Question

Calculate the work done (in joules) when \(1.0 \mathrm{~mole}\) of water is frozen at \(0^{\circ} \mathrm{C}\) and \(1.0 \mathrm{~atm}\). The volumes of 1 mole of water and ice at \(0^{\circ} \mathrm{C}\) are 0.0180 and \(0.0196 \mathrm{~L},\) respectively. (The conversion factor is \(1 \mathrm{~L} \cdot \mathrm{atm}=101.3 \mathrm{~J} .)\)

Short answer

The work done is approximately 0.162 J.

Step-by-step solution

Recognizing the Formula for Work

To calculate the work done when water freezes, we will use the formula for work done by a system at constant pressure: \[ W = P \Delta V \] where \( W \) is work, \( P \) is pressure, and \( \Delta V \) is the change in volume of the substance.

Calculating Volume Change

We need to determine the change in volume \( \Delta V \) when water turns into ice. The volume of water is 0.0180 L, and the volume of ice is 0.0196 L, hence:\[ \Delta V = V_{\text{ice}} - V_{\text{water}} = 0.0196 \text{ L} - 0.0180 \text{ L} = 0.0016 \text{ L} \]

Applying the Pressure Value

The pressure given is 1.0 atm. Hence, the problem occurs at constant pressure of 1.0 atm, which will be applied in our work equation.

Calculating with the Conversion Factor

Now, substitute \( P = 1.0 \text{ atm} \) and \( \Delta V = 0.0016 \text{ L} \) into the work formula. Apply the conversion factor where 1 L·atm = 101.3 J:\[ W = (1.0 \text{ atm})(0.0016 \text{ L}) \times 101.3 \frac{J}{L\cdot atm} = 0.0016 \times 101.3 \text{ J} \]

Calculating the Final Work Value

By performing the multiplication:\[ W = 0.16208 \text{ J} \]Therefore, the work done when 1 mole of water freezes at the given conditions is approximately 0.162 J.

Key concepts

Work Done

Work done in thermodynamics often involves understanding how forces apply over a distance.

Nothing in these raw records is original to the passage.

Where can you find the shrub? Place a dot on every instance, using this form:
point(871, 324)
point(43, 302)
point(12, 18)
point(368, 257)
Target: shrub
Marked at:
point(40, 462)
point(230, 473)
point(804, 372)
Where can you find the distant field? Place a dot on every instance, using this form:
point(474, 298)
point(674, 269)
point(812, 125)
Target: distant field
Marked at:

In the context of this exercise, when water freezes, it undergoes a change in volume, which leads to the concept of work being done.

Let's break down the process:

• The formula for calculating work is given by: \[ W = P \Delta V \]- where \( W \) is the work done, \( P \) is the pressure, and \( \Delta V \) is the change in volume.
• Volume change is crucial here. Even a small adjustment in volume, like water turning to ice, results in work done based on the pressure applied.
• Pressure is usually constant in such problems, simplifying the calculation.
- Hence, in this example, the calculated work represents the energy exchanged due to the phase change from liquid to solid at given pressure conditions.
It is clear that temperature and pressure conditions will affect work when phases change. By freezing the water at atmospheric pressure, this small work done illustrates how energy transformations don't always involve large mechanical movements, even in seemingly simple phase changes.

Phase Change

Phase change involves transitioning between solid, liquid, and gaseous states. In this problem, water transforms from a liquid to a solid.

Here's how it works:

• When water freezes to become ice, it undergoes a phase change from liquid to solid. This transition involves changes in energy without altering the temperature.
• The volume expands slightly during this process; the important detail here is that the density of ice is less than that of water.
• In thermodynamics, such transitions involve latent heat, which is the heat absorbed or released during a phase change at constant temperature and pressure.

By understanding the behavior of substances during phase changes, one can predict and calculate the associated work or energy changes involved. These transformations play a critical role in many practical and industrial applications, such as refrigeration and material processing, showcasing the vast influence of phase changes on natural and engineered processes.

Constant Pressure Process

A constant pressure process is a common scenario in thermodynamics where changes happen while the pressure remains steady.

Let's explore its significance:

• In thermodynamics, processes like the one in this exercise are performed at atmospheric pressure (1 atm), which is often considered constant for calculations.
• The formula for work expressed as \( W = P \Delta V \) derives its simplicity and usefulness from the assumption of constant pressure.
• In this way, work calculations can be simplified significantly, since pressure is a known constant rather than a variable.

Constant pressure conditions are frequently encountered both in lab experiments and real-world applications; they ease the understanding of how energy is transferred during various physical and chemical changes. This concept is particularly practical in cases like phase changes, such as freezing or boiling, where maintaining a constant pressure helps predict outcomes and calculate energy changes effectively.